Blender’s Security Problems Tarnish the Image of the Open Source Ecosystem
Blender, the video editor that helped prove open source’s mettle a decade ago, turns out to be rife with security vulnerabilities. Sadly, open source developers refuse to fix them. What does this mean for the state of open source security? Here’s what you need to know.
In September 2002, a crowdfunding campaign succeeded in raising sufficient funds for the Blender developers to open source the platform.
This was a big deal. At the time, the future of open source software remained uncertain. Firefox, the first major open source Web browser, was only a few years old. So was GNOME, the open source desktop interface. OpenOffice, the first real open source office productivity suite, was released just months before Blender was open-sourced.
In short, when Blender joined the open source ecosystem, it remained very unclear whether the open source model would succeed. Many key open source platforms were still in the early stages of development, and had not been widely adopted.
For that reason, it was significant not just that Blender was open-sourced in 2002, but that people started using it for serious purposes. Video editing software is a sophisticated and complex niche to fill. Blender’s ability to provide video editing functionality for the open source ecosystem helped to instill confidence in the open source vision.
Blender’s Security Vulnerabilities
For most of its history, Blender made few headlines. It was widely used in the video editing world and known to open source enthusiasts, but it never generated much noise.
Most of the vulnerabilities make it possible for an attacker to execute arbitrary code (which, in layman’s terms, basically means take over someone’s computer) if a malicious file is loaded into Blender.
You might not expect these Blender security issues to be noteworthy. Security problems are disclosed in software platforms all the time, including open source ones. Usually, the problems are fixed, developers promise not to make the same mistakes again, and eventually everyone forgets the episode.
Yet what makes the Blender vulnerabilities notable is the Blender team’s refusal to fix them.
Arguing that it is the user’s responsibility to avoid loading into Blender the malicious files that could trigger a security breach, Blender developer Brecht Van Lommel said it would be “a waste of time” to fix the vulnerabilities.
Van Lommel has a point—sort of. Developers can’t control what users load into an application. If you open a file attachment from a source you don’t trust and it installs malware on your computer, you can’t blame your email provider, to take one example.
On the other hand, developers have a reasonable responsibility to mitigate security holes that attackers could exploit. If they’re aware of a security flaw, they should fix it. They can’t control everything users do, but if they know that an action that is routinely performed by users could trigger a security attack, they should take steps to reduce the risk that it will happen.
Blender Security and Open Source
Blender developers’ reluctance to address the security issues that Talos disclosed do not reflect well on the open source ecosystem.
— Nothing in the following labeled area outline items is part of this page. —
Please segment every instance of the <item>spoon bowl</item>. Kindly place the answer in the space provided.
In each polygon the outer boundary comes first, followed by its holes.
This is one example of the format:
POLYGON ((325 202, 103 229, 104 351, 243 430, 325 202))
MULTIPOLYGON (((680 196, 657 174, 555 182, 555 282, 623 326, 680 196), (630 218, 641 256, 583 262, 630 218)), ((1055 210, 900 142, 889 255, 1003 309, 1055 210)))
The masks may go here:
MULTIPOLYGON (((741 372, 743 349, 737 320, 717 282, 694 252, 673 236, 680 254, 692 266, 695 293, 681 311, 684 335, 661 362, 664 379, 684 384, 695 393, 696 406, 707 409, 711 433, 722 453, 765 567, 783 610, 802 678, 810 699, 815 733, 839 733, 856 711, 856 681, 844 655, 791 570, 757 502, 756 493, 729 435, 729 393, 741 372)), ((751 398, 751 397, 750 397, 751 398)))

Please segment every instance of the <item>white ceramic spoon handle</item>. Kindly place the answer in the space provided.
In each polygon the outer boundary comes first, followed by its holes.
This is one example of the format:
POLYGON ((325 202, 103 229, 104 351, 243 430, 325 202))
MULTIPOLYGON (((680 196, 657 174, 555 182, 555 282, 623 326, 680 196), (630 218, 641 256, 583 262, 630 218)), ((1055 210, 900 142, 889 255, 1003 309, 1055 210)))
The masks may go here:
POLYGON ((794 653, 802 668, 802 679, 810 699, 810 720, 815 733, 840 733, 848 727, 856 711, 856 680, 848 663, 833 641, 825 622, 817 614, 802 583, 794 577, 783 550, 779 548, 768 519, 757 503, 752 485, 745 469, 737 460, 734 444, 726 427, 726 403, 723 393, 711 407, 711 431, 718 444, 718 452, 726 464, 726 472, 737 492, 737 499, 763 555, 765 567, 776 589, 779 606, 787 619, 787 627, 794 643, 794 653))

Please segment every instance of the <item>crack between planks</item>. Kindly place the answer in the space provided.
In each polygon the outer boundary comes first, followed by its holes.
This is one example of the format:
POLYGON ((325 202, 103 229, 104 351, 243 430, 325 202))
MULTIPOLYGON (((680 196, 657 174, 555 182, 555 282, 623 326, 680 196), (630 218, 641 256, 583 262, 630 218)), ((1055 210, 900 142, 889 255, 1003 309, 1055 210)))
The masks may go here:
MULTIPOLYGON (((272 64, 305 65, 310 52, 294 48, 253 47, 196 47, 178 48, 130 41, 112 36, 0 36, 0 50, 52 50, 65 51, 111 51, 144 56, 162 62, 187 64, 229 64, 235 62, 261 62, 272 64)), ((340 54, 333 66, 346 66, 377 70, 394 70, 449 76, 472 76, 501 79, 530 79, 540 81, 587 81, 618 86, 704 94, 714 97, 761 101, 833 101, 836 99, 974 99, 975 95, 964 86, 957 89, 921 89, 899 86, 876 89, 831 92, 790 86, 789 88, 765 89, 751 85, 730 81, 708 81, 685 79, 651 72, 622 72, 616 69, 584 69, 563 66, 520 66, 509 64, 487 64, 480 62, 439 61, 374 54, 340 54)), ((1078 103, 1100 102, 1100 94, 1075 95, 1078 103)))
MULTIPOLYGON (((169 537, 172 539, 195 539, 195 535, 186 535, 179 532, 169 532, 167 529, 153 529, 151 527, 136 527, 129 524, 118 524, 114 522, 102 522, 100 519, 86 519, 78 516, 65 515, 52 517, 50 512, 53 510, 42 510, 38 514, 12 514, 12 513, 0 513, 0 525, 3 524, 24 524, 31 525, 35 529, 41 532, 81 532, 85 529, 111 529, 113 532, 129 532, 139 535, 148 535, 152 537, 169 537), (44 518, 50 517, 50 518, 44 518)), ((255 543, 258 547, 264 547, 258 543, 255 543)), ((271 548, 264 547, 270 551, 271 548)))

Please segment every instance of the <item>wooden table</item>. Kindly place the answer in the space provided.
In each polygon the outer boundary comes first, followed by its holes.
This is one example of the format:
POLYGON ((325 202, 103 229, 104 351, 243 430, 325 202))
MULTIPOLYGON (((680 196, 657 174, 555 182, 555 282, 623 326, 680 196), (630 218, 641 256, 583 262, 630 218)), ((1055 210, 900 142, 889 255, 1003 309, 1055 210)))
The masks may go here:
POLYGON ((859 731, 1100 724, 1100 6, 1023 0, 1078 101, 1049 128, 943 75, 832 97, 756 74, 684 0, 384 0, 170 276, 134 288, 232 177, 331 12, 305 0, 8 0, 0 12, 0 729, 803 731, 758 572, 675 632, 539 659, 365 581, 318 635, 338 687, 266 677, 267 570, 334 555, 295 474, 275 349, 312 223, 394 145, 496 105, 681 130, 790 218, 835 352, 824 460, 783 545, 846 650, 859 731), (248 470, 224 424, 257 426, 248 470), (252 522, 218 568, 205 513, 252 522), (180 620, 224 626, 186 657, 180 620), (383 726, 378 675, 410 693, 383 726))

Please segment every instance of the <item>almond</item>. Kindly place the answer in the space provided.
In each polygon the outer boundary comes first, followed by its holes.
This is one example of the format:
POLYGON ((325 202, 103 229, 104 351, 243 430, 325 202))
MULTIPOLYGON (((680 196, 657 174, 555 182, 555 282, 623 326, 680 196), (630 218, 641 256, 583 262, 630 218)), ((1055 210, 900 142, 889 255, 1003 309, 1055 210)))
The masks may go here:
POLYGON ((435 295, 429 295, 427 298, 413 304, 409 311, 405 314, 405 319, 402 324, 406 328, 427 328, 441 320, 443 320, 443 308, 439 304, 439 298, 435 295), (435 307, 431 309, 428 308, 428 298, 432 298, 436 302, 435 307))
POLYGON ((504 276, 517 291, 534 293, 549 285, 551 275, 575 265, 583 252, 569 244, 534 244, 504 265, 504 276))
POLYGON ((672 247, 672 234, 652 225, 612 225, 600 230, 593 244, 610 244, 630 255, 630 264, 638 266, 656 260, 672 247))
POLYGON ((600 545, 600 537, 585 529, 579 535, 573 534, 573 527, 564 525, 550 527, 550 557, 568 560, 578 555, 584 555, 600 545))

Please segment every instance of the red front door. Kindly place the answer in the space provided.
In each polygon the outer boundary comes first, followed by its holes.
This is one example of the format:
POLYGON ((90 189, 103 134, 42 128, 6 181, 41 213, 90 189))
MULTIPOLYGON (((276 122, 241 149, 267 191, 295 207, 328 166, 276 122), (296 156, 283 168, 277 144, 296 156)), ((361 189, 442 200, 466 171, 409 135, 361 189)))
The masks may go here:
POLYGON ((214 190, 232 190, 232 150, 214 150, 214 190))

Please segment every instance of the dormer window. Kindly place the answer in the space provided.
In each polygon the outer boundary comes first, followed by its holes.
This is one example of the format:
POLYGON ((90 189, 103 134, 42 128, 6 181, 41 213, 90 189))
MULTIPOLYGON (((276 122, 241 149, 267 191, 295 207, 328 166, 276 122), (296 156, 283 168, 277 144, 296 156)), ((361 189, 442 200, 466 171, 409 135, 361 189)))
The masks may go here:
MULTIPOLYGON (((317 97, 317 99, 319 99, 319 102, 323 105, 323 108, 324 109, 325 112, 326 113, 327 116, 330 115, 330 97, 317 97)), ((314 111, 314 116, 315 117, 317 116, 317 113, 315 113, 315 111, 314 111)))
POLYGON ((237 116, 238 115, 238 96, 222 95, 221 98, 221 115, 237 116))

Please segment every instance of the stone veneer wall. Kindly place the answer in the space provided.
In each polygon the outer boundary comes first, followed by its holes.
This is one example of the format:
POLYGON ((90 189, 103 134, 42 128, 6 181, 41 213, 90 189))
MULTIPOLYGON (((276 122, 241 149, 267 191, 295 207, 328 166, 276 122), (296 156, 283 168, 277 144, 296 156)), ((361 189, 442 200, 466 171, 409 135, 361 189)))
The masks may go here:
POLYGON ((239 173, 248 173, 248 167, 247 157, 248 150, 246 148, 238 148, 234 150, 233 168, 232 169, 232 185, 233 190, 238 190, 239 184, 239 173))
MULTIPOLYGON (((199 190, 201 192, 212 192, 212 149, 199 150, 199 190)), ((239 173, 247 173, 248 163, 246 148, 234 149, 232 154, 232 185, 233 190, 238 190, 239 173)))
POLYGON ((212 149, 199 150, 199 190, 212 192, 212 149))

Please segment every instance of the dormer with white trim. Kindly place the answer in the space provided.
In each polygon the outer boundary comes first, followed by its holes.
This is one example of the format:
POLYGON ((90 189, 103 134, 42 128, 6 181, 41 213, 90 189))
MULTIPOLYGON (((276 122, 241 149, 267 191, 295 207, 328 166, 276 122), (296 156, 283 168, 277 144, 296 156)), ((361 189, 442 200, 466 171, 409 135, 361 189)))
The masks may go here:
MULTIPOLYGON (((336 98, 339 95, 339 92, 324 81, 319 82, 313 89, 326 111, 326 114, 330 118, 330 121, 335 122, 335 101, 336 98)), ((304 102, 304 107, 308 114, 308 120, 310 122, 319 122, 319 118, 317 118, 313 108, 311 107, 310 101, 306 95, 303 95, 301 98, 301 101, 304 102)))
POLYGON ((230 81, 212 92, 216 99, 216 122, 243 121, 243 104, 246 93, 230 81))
After all, if one believes the open source mantra that “given enough eyeballs, all bugs are shallow“—which was one of the talking points that helped open source software to go mainstream fifteen years ago—then one should undertake efforts to fix bugs (including security bugs) that are discovered by others.
Otherwise, one of the core arguments in favor the open source model starts to break down. If developers don’t want to respond to feedback that third parties provide about their applications, they probably should not open-source the applications.
Conclusion: While I can appreciate the Blender developers’ argument, I think they’re doing a dangerous disservice to open source by ignoring the security problems. Fortunately, given how pervasive open source has now become, I doubt this affair will have a serious impact on the image of open source software.